I'm a sucker for gorgeous pictorial movies, though I prefer visual content over pointlessly pretentious art-house flicks that play with the audience's senses of boredom or horror, like Eraserhead* or Koyaanisqatsi*. There's not enough pot, booze, or combined substances on the planet to make those movies palatable to me. *http://en.wikipedia.org/wiki/Eraserhead *http://en.wikipedia.org/wiki/Koyaanisqatsi

You know by now that I have a bent for human spirituality, with their common universal themes of faith and enduring hope.
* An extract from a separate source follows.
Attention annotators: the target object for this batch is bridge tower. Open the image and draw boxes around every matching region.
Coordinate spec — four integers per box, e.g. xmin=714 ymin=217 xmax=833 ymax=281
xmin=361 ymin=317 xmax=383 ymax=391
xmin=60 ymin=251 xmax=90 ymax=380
This movie has our glorious, colorful world at it's best and worst, typically with a juxtaposition of natural formations and sacred spaces versus man made machinations of failure.The directors do a beautiful job linking together modern alienation with a brutally cruel factory farming system (that's rough but necessary, how we mercilessly slaughter living creatures for our consumption), veal pen office environments that strip us of choice and humanity by creating a false sense of lonesomeness and territoriality, sexual loneliness coupled with a crippling angst, expressed in sad, slow images of dehumanized sex workers grinding en masse followed by clips of rows of blow up dolls for simulated copulation in a world that's overabundant with our species; these harmful, wasteful things that take us farther away from the cleansing beauty of water and light than we should be. We need to remove this horrible distance to reclaim a world that's ours by birthright.

It's old school film making; just a few artists with a real 60mm film camera, traveling the world in a quest to capture who we are, with no compromises or shortcuts. Check it out, and be riveted.